Golden Rule – drinking little and often and before thirst sets in is the key to staying well hydrated
- Weighing – weigh before a training session and immediately after – weight loss of 1kg is the equivalent of 1 litre of sweat lost. Work out how much is lost and you should aim to drink the same amount.
- An easier test that you can do is the ‘pee-test’. This involves looking at your urine- if you’re going to the toilet regularly, producing lots of urine and it is clear in colour then you are well hydrated. If you are not going often and the urine is dark in colour, smelly and not much of it then dehydration has set in and you need to get drinking.
- And remember being thirsty is a poor sign of dehydration –by the time you feel thirsty your body is already dehydrated. So don’t wait until you are thirsty to drink – it’s too late by then. So make sure you drink before training and throughout the training session – always take your bottle on to the poolside and leave it at the end of the lane and take sips whenever you can.
- Carry on drinking after the session.
- Make sure you have enough drinks with you. It is also especially important throughout a competition- even if you are just watching your other team mates swim.

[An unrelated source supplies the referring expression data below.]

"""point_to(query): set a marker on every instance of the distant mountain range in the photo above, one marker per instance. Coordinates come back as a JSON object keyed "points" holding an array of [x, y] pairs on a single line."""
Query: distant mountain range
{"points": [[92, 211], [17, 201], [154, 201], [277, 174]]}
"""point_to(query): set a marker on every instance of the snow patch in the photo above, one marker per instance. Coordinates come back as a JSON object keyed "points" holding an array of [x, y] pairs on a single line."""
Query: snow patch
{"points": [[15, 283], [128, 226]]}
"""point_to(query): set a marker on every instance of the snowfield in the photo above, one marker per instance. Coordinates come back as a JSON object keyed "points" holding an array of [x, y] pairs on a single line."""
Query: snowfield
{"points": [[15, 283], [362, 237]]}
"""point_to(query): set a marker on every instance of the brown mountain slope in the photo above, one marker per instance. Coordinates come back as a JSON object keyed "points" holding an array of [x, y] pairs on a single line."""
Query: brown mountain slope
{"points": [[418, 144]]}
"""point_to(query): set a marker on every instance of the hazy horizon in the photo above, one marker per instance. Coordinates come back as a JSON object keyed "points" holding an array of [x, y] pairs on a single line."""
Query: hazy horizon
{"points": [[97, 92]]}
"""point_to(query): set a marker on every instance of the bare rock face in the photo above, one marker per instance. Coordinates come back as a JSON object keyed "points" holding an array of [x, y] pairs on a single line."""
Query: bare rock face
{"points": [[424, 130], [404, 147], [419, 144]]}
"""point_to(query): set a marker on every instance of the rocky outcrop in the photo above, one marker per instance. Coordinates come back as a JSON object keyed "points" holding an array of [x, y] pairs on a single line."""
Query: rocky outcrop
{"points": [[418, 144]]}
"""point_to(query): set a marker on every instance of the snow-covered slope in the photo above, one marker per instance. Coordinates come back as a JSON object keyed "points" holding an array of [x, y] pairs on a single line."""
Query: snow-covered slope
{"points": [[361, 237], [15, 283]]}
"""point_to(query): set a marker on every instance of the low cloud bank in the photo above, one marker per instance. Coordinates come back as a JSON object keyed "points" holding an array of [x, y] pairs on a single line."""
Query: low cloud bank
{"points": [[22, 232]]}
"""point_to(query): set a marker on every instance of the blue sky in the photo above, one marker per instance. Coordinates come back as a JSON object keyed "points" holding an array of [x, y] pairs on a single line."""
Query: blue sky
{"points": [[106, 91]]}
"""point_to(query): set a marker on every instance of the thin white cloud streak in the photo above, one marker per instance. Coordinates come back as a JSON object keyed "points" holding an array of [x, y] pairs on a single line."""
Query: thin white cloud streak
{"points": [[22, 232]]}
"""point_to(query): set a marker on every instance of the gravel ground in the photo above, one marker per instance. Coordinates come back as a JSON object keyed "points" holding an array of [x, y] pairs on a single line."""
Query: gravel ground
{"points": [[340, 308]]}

Putting it all into practice
Many top swimmers will follow this eating pattern.
- Snack before early morning training
- Drinking during and after training
- Breakfast within 30 minutes of finishing training
- Mid Morning Snack
- Light meal at lunchtime
- Pre-training snack mid afternoon
- Drinking during and after training
- Small snack before bed
Overall a well-balanced diet with sufficient energy is the target with an extra emphasis on carbohydrates. The 30 Minute Rule, muscles are most susceptible to replenishing carbohydrate stores within the first 30 minutes after exercise. Fluid is also a major factor and you should make sure you are always well hydrated.
Good Nutrition will not make you into a world class performer but bad eating habits may prevent you from realizing your potential and reaching your goals.